HomeAssistant CoreDNS timeout settings #3

bentasker · 2021-11-05T08:59:43Z

As detailed here some users might still experience delays/lag if their external connectivity drops.

It'll depend on what the upstream timeouts on their local DNS is - obviously if they're using a router, then it may not be configurable (and the router might be a little too dumb to know that it's upstream link is down).

Back within the sphere of HomeAssistant, I was wondering if we can tweak things there so mitigate for users affected by that.

Unfortunately, CoreDNS uses a DialTimeout of 30s (here).

Actually, worse than that, it dynamically adjusts, which probably goes a long way to explain the packet storms that HomeAssistant users have reported when Cloudflare was unreachable.

Unfortunately, timeout isn't a configurable - we'd need to make changes in the source and then recompile coredns with those. Far from ideal.

The text was updated successfully, but these errors were encountered:

bentasker · 2021-11-05T09:44:26Z

The idea of having to rebuild coredns to change this is insane.

However, it is doable, and led me onto a much wider thought.

Actually, if push comes to shove, we've a fair bit of flexibility in terms of what's running on the system despite not having access to the underlying OS (that's achievable too, I've already popped the host from an add-on container, it's just not something I'm gonna productise).

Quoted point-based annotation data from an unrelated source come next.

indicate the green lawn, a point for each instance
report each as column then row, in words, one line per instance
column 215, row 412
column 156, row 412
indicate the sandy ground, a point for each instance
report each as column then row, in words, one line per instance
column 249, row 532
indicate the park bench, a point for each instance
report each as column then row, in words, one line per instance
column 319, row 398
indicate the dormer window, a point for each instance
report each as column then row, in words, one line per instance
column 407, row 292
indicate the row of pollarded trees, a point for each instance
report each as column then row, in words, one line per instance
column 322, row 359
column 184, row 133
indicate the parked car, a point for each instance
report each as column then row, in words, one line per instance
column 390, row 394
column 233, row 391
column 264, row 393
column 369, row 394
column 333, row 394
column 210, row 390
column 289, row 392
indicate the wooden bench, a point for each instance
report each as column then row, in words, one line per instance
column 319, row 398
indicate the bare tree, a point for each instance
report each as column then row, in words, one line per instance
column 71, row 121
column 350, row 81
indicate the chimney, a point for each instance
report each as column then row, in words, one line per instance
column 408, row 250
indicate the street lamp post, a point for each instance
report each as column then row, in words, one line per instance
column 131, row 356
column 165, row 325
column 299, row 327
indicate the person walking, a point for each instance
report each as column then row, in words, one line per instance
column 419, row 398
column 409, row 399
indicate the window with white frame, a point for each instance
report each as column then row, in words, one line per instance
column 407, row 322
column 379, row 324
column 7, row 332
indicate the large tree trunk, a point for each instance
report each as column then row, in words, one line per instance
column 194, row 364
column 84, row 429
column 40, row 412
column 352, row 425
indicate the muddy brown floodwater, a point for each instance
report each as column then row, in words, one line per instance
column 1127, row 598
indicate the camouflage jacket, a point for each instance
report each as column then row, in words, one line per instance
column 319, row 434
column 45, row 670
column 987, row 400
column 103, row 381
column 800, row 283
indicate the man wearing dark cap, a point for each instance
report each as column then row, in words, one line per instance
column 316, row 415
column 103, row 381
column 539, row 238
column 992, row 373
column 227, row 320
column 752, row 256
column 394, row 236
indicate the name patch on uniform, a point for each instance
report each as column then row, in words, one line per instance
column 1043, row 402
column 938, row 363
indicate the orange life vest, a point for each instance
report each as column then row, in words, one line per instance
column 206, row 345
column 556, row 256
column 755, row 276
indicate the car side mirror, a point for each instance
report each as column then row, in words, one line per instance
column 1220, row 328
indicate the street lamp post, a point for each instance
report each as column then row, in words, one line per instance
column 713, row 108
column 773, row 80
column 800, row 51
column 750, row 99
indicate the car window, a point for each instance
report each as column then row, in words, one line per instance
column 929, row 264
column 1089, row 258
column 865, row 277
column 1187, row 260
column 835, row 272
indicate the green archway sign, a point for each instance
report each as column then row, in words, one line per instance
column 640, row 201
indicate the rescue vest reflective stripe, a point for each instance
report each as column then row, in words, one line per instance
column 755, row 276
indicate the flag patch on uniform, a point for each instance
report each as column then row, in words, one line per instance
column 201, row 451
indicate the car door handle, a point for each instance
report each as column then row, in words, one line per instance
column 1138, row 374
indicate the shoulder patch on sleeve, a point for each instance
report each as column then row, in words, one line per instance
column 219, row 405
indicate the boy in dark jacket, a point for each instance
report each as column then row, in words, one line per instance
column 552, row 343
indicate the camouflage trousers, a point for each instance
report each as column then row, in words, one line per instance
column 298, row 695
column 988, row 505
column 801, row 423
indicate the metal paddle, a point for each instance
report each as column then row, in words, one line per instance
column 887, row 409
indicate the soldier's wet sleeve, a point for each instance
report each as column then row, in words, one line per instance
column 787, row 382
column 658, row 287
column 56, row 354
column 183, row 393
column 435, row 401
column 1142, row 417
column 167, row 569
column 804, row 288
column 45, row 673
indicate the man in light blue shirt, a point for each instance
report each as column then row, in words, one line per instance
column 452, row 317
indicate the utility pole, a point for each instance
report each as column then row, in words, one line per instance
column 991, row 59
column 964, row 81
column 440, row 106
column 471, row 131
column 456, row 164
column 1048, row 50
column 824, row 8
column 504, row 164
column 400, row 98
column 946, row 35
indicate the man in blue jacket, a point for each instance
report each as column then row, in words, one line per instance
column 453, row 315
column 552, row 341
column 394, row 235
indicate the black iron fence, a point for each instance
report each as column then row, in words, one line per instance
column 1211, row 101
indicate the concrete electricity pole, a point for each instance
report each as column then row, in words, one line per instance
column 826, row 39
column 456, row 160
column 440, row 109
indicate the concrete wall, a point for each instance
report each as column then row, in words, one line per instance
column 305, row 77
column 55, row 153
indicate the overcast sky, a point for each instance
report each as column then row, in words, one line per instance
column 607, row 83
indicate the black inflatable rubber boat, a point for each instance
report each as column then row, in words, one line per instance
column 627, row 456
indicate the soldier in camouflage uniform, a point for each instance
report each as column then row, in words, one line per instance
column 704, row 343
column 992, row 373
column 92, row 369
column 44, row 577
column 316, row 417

We have access to the docker daemon, which means we can build and tag images to our heart's content. So rather than trying to patch things via exec we can actually go one further:

Include a dockerfile that reflects the official container (for example)
Make the necessary changes in that file
call docker build against it
Tag the built image with the official tag based on what's running (so for example ghcr.io/home-assistant/armv7-hassio-dns:2021.06.0)

Then, when supervisor restarts the add-on, we'll be running our modified version. Obviously, after any update the process would need to be re-run.

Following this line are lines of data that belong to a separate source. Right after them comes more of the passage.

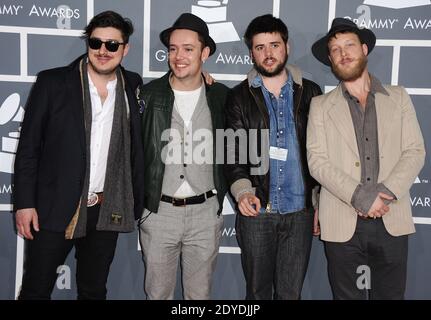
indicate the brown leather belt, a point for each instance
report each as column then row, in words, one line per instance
column 181, row 202
column 94, row 199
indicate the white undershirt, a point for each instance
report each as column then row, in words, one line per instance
column 101, row 127
column 185, row 103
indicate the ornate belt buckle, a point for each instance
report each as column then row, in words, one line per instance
column 92, row 199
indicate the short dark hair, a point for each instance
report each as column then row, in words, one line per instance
column 110, row 19
column 265, row 24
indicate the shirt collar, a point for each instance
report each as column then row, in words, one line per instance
column 375, row 87
column 258, row 81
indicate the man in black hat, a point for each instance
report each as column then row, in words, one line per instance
column 365, row 148
column 275, row 213
column 182, row 216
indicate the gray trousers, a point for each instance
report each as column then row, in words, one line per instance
column 193, row 233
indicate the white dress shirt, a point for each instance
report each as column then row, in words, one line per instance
column 101, row 127
column 185, row 103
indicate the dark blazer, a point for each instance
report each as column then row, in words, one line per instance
column 50, row 161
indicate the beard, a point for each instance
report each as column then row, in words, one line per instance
column 102, row 71
column 352, row 74
column 266, row 73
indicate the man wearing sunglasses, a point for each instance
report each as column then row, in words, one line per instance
column 76, row 183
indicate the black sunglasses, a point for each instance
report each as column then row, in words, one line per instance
column 110, row 45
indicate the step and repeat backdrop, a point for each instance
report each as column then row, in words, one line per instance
column 41, row 34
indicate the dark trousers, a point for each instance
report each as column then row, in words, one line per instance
column 275, row 250
column 372, row 255
column 48, row 250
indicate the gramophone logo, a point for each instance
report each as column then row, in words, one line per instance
column 10, row 111
column 214, row 13
column 397, row 4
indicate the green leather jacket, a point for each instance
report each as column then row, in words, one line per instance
column 156, row 99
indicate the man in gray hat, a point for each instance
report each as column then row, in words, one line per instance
column 365, row 148
column 182, row 216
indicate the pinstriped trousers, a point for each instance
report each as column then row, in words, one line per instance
column 192, row 234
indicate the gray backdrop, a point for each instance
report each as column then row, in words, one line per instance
column 40, row 34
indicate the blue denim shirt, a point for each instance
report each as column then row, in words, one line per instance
column 286, row 191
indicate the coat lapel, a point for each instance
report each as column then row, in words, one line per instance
column 75, row 93
column 384, row 111
column 342, row 120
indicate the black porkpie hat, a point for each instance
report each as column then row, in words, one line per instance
column 320, row 47
column 190, row 22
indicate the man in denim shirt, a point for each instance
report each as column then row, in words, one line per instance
column 275, row 221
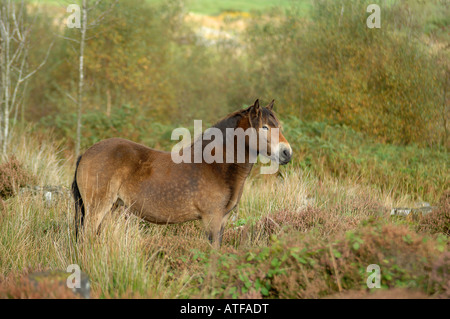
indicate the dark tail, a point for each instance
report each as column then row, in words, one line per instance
column 79, row 205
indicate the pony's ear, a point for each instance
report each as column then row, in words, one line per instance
column 256, row 105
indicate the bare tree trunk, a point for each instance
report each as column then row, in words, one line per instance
column 81, row 79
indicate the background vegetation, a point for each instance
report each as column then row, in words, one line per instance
column 365, row 110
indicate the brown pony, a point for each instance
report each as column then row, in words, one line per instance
column 155, row 188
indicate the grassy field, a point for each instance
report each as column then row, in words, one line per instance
column 294, row 236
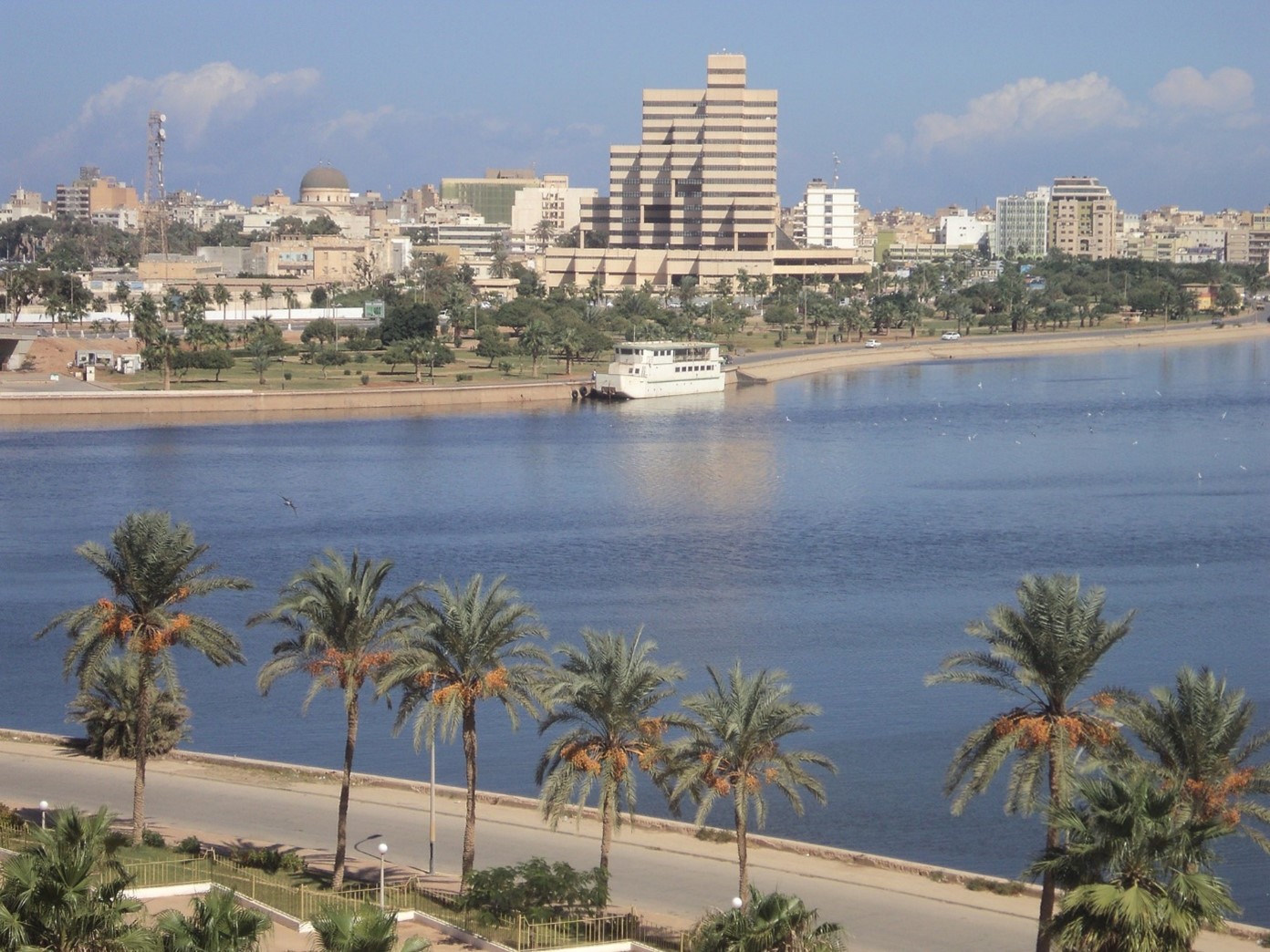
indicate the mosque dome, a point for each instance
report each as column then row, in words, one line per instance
column 324, row 177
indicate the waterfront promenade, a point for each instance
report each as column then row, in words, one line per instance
column 661, row 870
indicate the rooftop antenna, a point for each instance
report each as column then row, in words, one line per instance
column 154, row 236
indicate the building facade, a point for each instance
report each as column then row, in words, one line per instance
column 1021, row 226
column 828, row 216
column 1082, row 219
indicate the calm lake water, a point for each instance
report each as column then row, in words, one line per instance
column 842, row 527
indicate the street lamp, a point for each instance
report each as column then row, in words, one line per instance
column 384, row 849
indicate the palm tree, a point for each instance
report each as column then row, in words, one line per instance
column 771, row 922
column 1133, row 868
column 1196, row 731
column 109, row 711
column 1040, row 655
column 366, row 929
column 68, row 891
column 536, row 340
column 342, row 636
column 152, row 569
column 605, row 692
column 472, row 645
column 216, row 925
column 733, row 750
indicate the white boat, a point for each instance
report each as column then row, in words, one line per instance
column 648, row 368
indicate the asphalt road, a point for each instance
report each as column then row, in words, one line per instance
column 667, row 876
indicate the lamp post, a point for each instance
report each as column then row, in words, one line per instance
column 432, row 799
column 384, row 849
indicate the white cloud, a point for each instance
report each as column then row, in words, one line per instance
column 216, row 90
column 1030, row 107
column 355, row 123
column 1225, row 90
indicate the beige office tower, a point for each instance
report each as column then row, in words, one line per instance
column 703, row 175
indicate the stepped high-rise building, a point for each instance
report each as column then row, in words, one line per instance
column 696, row 197
column 703, row 174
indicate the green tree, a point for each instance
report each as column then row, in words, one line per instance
column 734, row 749
column 216, row 923
column 366, row 929
column 68, row 891
column 1196, row 732
column 342, row 635
column 605, row 693
column 109, row 711
column 152, row 567
column 472, row 644
column 771, row 922
column 1040, row 657
column 536, row 340
column 1133, row 867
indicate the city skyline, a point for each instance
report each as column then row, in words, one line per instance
column 932, row 106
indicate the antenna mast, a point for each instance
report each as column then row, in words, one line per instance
column 154, row 233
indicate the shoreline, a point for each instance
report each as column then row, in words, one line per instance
column 271, row 773
column 26, row 405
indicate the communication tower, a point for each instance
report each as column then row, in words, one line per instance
column 154, row 232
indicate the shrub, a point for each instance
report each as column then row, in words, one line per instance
column 537, row 890
column 191, row 845
column 269, row 861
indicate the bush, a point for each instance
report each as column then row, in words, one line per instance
column 537, row 890
column 269, row 861
column 191, row 845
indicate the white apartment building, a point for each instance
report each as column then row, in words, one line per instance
column 961, row 230
column 1023, row 225
column 828, row 216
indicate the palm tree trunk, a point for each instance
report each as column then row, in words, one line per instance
column 342, row 824
column 742, row 851
column 145, row 686
column 470, row 763
column 1046, row 884
column 606, row 829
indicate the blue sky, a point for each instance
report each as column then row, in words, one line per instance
column 925, row 103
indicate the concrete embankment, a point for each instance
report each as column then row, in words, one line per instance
column 245, row 404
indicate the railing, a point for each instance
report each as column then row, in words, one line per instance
column 302, row 902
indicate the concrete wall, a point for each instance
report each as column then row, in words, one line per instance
column 68, row 408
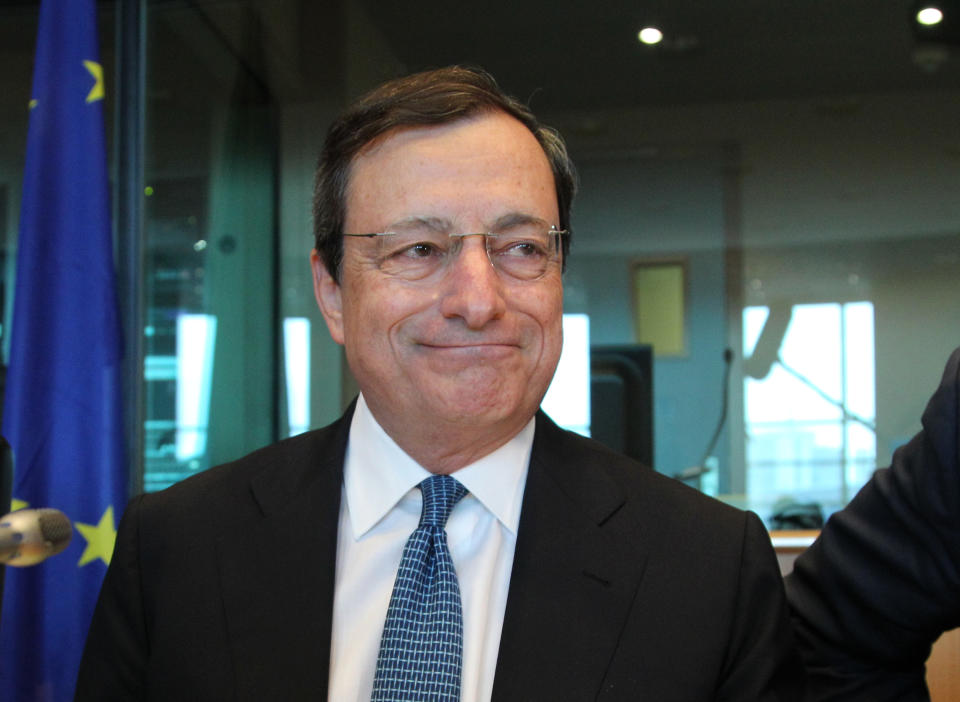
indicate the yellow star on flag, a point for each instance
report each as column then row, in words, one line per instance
column 96, row 70
column 100, row 539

It also means that an alternative fix for #1 would be to build an entirely new supervisor container with auto-update patched out and calls to CodeNotary in https://github.com/home-assistant/supervisor/blob/main/supervisor/utils/codenotary.py patched out.

That's very much a nuclear option though, we could just as easily push across a rewrite to that file so that exceptions CodeNotaryError, CodeNotaryUntrusted, PwnedError can never be thrown.

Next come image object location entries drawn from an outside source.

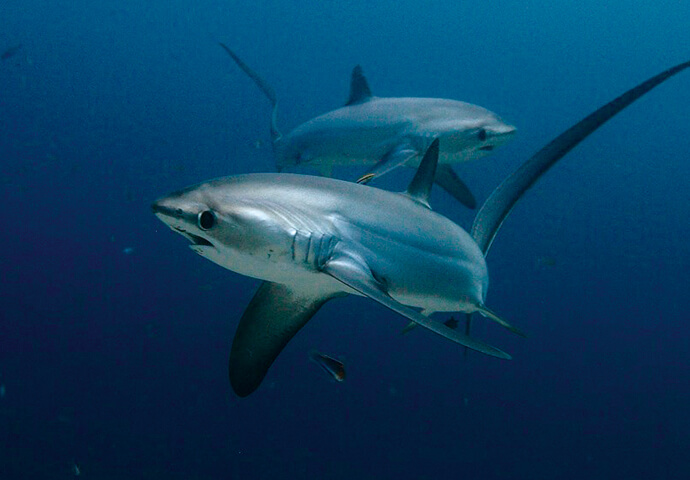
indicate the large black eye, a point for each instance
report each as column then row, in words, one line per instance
column 206, row 220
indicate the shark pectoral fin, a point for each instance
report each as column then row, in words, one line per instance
column 356, row 275
column 448, row 180
column 397, row 157
column 489, row 314
column 325, row 169
column 275, row 314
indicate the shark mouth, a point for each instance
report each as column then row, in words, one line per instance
column 195, row 239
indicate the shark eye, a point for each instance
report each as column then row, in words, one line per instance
column 206, row 220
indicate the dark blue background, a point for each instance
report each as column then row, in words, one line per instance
column 118, row 362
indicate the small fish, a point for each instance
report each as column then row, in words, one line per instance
column 450, row 323
column 10, row 52
column 333, row 367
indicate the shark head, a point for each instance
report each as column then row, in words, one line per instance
column 469, row 131
column 223, row 226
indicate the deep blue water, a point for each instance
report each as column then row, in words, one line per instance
column 117, row 362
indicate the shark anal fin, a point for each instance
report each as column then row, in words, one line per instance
column 356, row 275
column 447, row 179
column 275, row 314
column 396, row 157
column 359, row 87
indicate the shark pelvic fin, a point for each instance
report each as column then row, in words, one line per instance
column 359, row 87
column 275, row 314
column 447, row 179
column 264, row 87
column 356, row 274
column 420, row 186
column 398, row 156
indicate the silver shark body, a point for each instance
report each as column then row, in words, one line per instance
column 366, row 132
column 387, row 133
column 286, row 228
column 312, row 239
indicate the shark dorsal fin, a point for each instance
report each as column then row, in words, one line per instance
column 359, row 87
column 420, row 186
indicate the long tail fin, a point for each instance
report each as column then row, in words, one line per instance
column 502, row 200
column 264, row 87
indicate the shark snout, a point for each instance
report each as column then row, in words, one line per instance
column 503, row 130
column 165, row 208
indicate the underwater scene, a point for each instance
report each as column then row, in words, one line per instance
column 354, row 296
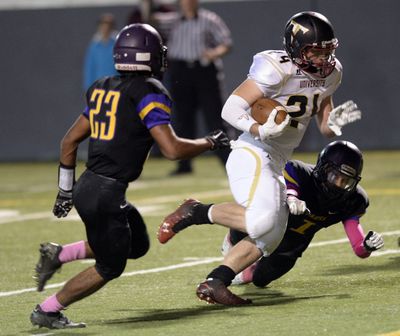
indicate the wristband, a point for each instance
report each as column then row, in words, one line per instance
column 66, row 177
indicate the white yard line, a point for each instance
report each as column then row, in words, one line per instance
column 195, row 262
column 147, row 206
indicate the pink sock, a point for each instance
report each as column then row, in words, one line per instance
column 51, row 305
column 72, row 252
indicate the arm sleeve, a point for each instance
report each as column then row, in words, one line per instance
column 236, row 113
column 355, row 234
column 291, row 178
column 88, row 68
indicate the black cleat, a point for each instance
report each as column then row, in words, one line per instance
column 48, row 263
column 52, row 320
column 214, row 291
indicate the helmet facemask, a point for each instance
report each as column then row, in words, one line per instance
column 337, row 172
column 317, row 60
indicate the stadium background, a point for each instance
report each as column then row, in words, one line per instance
column 42, row 55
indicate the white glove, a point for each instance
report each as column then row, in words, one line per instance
column 296, row 206
column 272, row 130
column 342, row 115
column 373, row 241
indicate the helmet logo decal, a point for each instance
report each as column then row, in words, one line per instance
column 298, row 27
column 348, row 170
column 143, row 57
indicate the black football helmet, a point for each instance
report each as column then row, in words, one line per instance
column 311, row 31
column 139, row 47
column 338, row 170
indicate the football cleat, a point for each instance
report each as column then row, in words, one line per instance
column 54, row 320
column 246, row 276
column 48, row 263
column 226, row 244
column 214, row 291
column 180, row 217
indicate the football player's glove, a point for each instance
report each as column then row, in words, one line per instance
column 66, row 181
column 342, row 115
column 296, row 206
column 270, row 129
column 373, row 241
column 218, row 139
column 63, row 204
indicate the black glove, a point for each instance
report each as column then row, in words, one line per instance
column 63, row 204
column 373, row 241
column 218, row 139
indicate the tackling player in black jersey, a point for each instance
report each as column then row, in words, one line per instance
column 125, row 114
column 318, row 197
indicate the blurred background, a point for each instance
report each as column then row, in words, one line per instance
column 45, row 41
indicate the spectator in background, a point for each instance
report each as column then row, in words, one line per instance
column 197, row 39
column 99, row 55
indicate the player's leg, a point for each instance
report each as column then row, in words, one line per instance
column 97, row 201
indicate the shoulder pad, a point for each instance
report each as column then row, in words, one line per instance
column 155, row 82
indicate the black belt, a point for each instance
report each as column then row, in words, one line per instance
column 106, row 179
column 187, row 64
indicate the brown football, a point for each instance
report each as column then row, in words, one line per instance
column 263, row 107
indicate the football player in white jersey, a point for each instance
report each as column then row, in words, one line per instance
column 303, row 77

Having dug into it, it really is the most pointless "protection" - the code is checking it's own homework, so anyone with the ability to patch the code being protected also has the ability to patch out the checks. It's effectively just security theatre that impacts users most.

alexdelprete · 2021-11-09T17:22:42Z

Gentlemen (@fenichelar - @Zixim): probably there's a solution to our neverending battle for a proper HA DNS implementation: https://github.com/bentasker/HomeAssistantAddons/tree/master/core-dns-override

@bentasker you have no idea how long we have been waiting for an auto-patcher, we've been patching that configuration manually every time. They didn't even approve a slight modification like this one, let alone all the ones (#56 to #61) that @fenichelar tried to push. It's incredible they're not even able to acknowledge they have a huge DNS problem.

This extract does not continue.